Le rôle de l’Europe dans le monde a changé
par Gerdi A. Verbeet, Présidente de la Chambre des Représentants (Tweede Kamer)
Lors de notre dernière rencontre, en plein été il y a six mois, nous avons vu apparaître les premiers signes de turbulences économiques. Aujourd’hui, nous nous retrouvons alors que nous sommes plongés dans une crise économique d’une ampleur presque sans précédent. Ce n’est pas la première récession que nous avons connue…
Nous avons déjà traversé une récession mondiale dans les années 90. Certains pays ont également affronté des difficultés profondes pendant leur transition du communisme aux économies de marché. Cependant, à une échelle mondiale, nous devons remonter aux années 1980 pour trouver une récession d’une telle portée. Je me souviens bien de cette période. En tant qu’enseignante aux Pays-Bas, j’ai vu le chômage atteindre des niveaux élevés, surtout parmi les jeunes. Chaque année, malgré leur dur labeur pour leurs examens finaux, je devais annoncer à mes étudiants que deux ou trois d’entre eux risquaient de ne pas trouver de travail, compromettant ainsi leur avenir professionnel. Résoudre la crise actuelle ne sera pas une tâche facile…
Nous devons éviter les erreurs du passé et prendre en compte les nombreux changements survenus depuis 1981. Aujourd’hui, nous vivons dans un monde beaucoup plus interdépendant, tant sur le plan économique que politique. Les défis posés par le changement climatique, la sécurité énergétique, le vieillissement de la population et l’essor de pays comme la Chine ou l’Inde sont désormais évidents. Le rôle de l’Europe dans le monde a également évolué.
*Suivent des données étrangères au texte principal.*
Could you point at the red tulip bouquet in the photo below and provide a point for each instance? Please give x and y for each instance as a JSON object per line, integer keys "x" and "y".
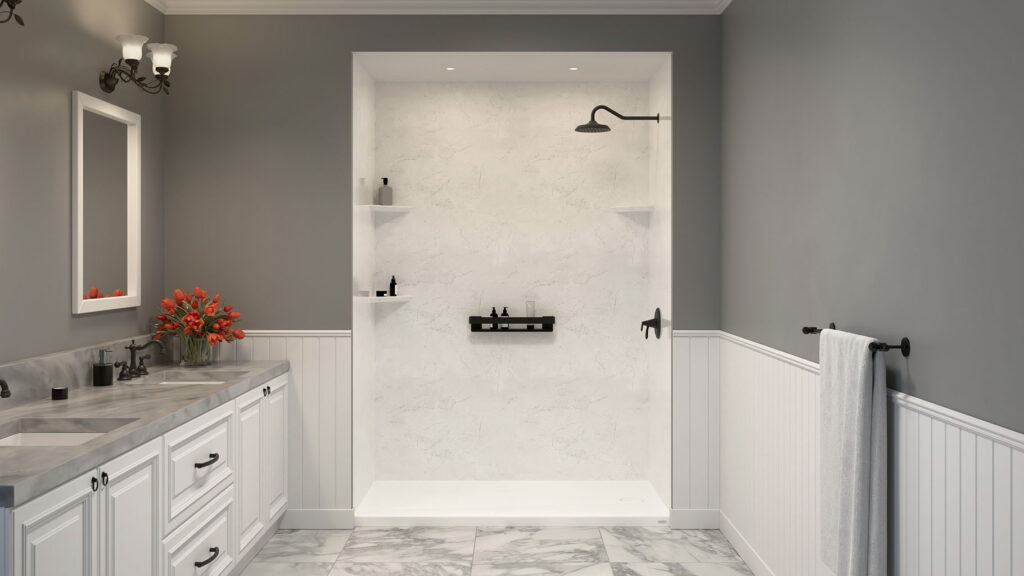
{"x": 200, "y": 323}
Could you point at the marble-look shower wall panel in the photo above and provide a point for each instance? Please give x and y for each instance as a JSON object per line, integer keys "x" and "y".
{"x": 508, "y": 204}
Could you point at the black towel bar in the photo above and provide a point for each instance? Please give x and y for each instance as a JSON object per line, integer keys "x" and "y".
{"x": 903, "y": 345}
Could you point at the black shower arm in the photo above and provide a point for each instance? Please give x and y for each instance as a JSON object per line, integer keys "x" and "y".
{"x": 593, "y": 115}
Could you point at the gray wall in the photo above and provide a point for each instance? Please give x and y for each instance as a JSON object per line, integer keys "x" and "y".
{"x": 62, "y": 47}
{"x": 872, "y": 177}
{"x": 259, "y": 134}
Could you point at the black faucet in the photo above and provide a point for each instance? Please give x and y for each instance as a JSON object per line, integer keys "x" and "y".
{"x": 133, "y": 368}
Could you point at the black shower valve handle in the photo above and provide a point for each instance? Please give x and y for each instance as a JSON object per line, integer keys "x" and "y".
{"x": 654, "y": 323}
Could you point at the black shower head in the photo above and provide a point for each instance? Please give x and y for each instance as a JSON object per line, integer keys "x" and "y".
{"x": 594, "y": 127}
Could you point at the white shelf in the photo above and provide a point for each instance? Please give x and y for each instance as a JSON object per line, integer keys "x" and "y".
{"x": 633, "y": 209}
{"x": 383, "y": 299}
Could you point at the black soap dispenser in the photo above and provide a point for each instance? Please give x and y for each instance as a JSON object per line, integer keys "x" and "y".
{"x": 102, "y": 371}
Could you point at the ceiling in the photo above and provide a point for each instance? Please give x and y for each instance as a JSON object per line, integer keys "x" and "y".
{"x": 512, "y": 67}
{"x": 395, "y": 7}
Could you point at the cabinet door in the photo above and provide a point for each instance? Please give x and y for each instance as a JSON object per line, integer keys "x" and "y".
{"x": 55, "y": 534}
{"x": 276, "y": 448}
{"x": 248, "y": 481}
{"x": 130, "y": 523}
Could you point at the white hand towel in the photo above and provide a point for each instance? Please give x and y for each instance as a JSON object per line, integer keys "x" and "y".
{"x": 853, "y": 455}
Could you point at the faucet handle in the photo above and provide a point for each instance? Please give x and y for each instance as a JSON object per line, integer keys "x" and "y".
{"x": 125, "y": 374}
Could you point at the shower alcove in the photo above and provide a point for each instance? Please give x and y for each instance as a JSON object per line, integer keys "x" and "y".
{"x": 503, "y": 202}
L’élargissement de l’Union européenne et la création de l’euro ont fait de nous la plus grande économie mondiale et nous ont donné la deuxième monnaie la plus importante. Nous avons maintenant un intérêt commun et la responsabilité de nous impliquer activement dans le processus décisionnel mondial. Cependant, il est crucial de reconnaître que l’Union européenne est unique. Bien que nous ayons partagé de nombreuses responsabilités au niveau de l’UE, comme le commerce, la politique monétaire et la supervision des marchés, nous avons choisi de ne pas mettre en commun des tâches importantes telles que la fiscalité, la politique économique et la supervision financière. Ces arrangements ont leurs avantages, par exemple en maximisant l’engagement des gouvernements et des parlements nationaux. Mais il est essentiel de se rappeler que aucun de nos pays n’est assez grand pour relever ces défis seul. Protéger nos propres marchés et emplois peut sembler une bonne idée, mais dans un monde globalisé, le protectionnisme n’est jamais une solution viable.
Ainsi, la coopération et la coordination doivent être au cœur de notre approche face aux questions fondamentales suivantes :
- Réviser la supervision financière au sein de l’Union européenne, à la lumière du rapport De Larosière.
- Réformer le système monétaire mondial établi par les accords de Bretton Woods.
- Stimuler et réformer l’économie, conformément au plan de redressement de l’économie européenne.
Nous vivons un moment où les modèles économiques sont remis en question : le péril moral, le rôle de l’État dans l’économie, et l’équilibre entre politiques nationales et supranationales. Ces questions ont été vigoureusement abordées par la Commission européenne et encore davantage par la Présidence du Conseil. Depuis octobre dernier, les dirigeants de nos gouvernements ont organisé un mini-sommet en plus des réunions régulières du Conseil. Bien que des décisions majeures soient prises rapidement, il est crucial de maintenir une surveillance continue pour garantir que les mandats démocratiques sont respectés.
Cela est également vrai au niveau national. Dans mon propre pays, le gouvernement a décidé d’allouer des sommes importantes pour sauver les institutions financières. Bien que cette rapidité et cette discrétion étaient compréhensibles et nécessaires, les montants engagés par les contribuables impliquent que les générations futures devront en supporter le coût. Il est donc légitime de se demander si la primauté du Parlement est bien respectée. Nos électeurs sont-ils informés des mesures prises ? Avons-nous débattu dans nos Parlements des positions que nos gouvernements vont adopter ? Les plus petites nations sont-elles suffisamment impliquées dans les décisions du G7, du G8 ou du G20, où elles n’ont pas de rôle formel ?
Ces questions fondamentales méritent des discussions approfondies dans nos Parlements. En tant que présidents des Parlements nationaux, il est de notre responsabilité de veiller à ce que ces discussions aient lieu.
Coopérer plutôt que de faire cavalier seul, promouvoir des marchés ouverts plutôt que fermés, et être sensibles aux intérêts des générations futures : pour les Pays-Bas, ces trois principes sont les clés de cette discussion.